Years ago, in 2006, I had an interview. At the end I asked questions about working at the company. Could you tell me about the health insurance? What about vacation? What about non-vacation time off?
I wanted to get a feel for the company culture, how they treated and respected their employees, etc. After all, as a job seeker, I’m checking the company out as much as the company is checking me out, right?
Yes, right. Sure. Uh huh. Except here’s the problem: my questions made me look like I was high maintenance, not a team player, and maybe I didn’t really want the job.
I’m not saying that you shouldn’t know what you are getting into, but I do want you to focus on the task at hand (being on display, answer the questions correctly, etc.).
Does that sound one-sided?
In many cases, it is. If you are an unemployed job seeker, your sense of urgency to replace your paycheck is much, much higher than an employers sense of urgency to hire the right person (trust me, they don’t want drama).
Susan Joyce wrote a great post on Job-Hunt.org, giving 45 examples of questions to NOT ask in your job interview, and why you shouldn’t. Check it out here: 45 Questions You Should NOT Ask in a Job Interview
So here’s the problem… you really want to know the answers to some of these questions. You should know the answers, really, before you get into an employment relationship.
My message is simply this: get the answers from the right people at the right time.

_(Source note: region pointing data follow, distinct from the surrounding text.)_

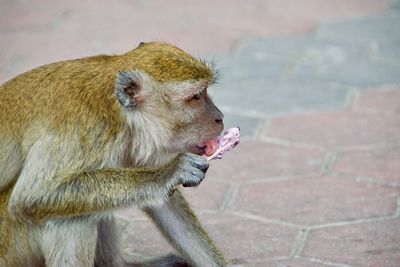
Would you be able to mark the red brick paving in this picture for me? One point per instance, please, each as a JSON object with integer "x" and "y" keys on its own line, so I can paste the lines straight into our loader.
{"x": 368, "y": 244}
{"x": 266, "y": 161}
{"x": 381, "y": 164}
{"x": 386, "y": 99}
{"x": 316, "y": 189}
{"x": 316, "y": 200}
{"x": 337, "y": 130}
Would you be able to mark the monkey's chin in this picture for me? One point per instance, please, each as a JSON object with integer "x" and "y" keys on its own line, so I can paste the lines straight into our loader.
{"x": 207, "y": 148}
{"x": 198, "y": 150}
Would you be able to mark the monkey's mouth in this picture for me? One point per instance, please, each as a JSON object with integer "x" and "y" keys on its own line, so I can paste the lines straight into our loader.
{"x": 207, "y": 148}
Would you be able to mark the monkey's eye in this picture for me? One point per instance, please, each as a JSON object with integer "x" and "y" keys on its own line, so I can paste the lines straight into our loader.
{"x": 198, "y": 95}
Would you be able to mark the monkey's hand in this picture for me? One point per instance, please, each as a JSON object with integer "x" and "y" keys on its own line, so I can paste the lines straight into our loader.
{"x": 191, "y": 170}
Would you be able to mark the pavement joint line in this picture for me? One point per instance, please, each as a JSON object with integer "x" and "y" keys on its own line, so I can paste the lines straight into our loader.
{"x": 259, "y": 260}
{"x": 281, "y": 178}
{"x": 328, "y": 162}
{"x": 264, "y": 220}
{"x": 229, "y": 198}
{"x": 286, "y": 143}
{"x": 369, "y": 147}
{"x": 262, "y": 129}
{"x": 235, "y": 111}
{"x": 352, "y": 98}
{"x": 292, "y": 67}
{"x": 356, "y": 221}
{"x": 367, "y": 180}
{"x": 371, "y": 111}
{"x": 324, "y": 262}
{"x": 300, "y": 242}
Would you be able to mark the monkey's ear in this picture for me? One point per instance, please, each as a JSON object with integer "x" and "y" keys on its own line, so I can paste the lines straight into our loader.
{"x": 128, "y": 88}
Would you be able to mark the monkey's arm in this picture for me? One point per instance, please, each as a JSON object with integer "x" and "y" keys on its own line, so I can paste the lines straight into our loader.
{"x": 180, "y": 226}
{"x": 96, "y": 191}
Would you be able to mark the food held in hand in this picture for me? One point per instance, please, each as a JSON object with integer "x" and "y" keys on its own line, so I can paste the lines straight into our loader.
{"x": 215, "y": 148}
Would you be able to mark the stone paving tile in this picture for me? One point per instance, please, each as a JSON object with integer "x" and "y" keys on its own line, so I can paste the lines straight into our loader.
{"x": 370, "y": 34}
{"x": 254, "y": 160}
{"x": 356, "y": 52}
{"x": 251, "y": 239}
{"x": 288, "y": 263}
{"x": 316, "y": 200}
{"x": 386, "y": 98}
{"x": 140, "y": 240}
{"x": 262, "y": 98}
{"x": 367, "y": 244}
{"x": 337, "y": 130}
{"x": 382, "y": 164}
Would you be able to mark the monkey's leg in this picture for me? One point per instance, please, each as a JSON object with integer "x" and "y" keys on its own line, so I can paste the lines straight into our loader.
{"x": 69, "y": 242}
{"x": 180, "y": 226}
{"x": 41, "y": 198}
{"x": 108, "y": 251}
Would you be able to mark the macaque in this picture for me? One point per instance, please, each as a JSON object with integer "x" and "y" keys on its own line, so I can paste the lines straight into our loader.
{"x": 81, "y": 138}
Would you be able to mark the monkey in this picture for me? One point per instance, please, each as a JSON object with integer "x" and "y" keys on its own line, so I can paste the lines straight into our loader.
{"x": 82, "y": 138}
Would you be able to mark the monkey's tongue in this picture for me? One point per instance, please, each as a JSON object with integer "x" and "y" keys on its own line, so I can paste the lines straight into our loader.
{"x": 210, "y": 146}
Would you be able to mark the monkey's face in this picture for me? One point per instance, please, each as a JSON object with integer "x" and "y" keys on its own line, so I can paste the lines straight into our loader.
{"x": 195, "y": 118}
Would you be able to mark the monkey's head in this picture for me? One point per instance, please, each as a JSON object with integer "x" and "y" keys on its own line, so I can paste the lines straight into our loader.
{"x": 165, "y": 90}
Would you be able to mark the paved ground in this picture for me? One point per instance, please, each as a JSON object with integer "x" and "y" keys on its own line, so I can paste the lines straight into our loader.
{"x": 315, "y": 87}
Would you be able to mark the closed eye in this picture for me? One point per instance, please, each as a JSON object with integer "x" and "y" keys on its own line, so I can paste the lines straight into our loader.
{"x": 197, "y": 96}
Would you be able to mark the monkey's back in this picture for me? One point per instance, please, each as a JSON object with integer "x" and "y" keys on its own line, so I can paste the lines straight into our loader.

That might mean you get answers from people you network with instead of asking the interviewer. It might mean you look it up on Glassdoor, or LinkedIn. You need to realize that the questions you ask are part of your interview… it’s part of how they judge you. You can ask questions about vacations and bonuses, but what does that say about you?
Be careful, and figure out when and where to get the answers you need.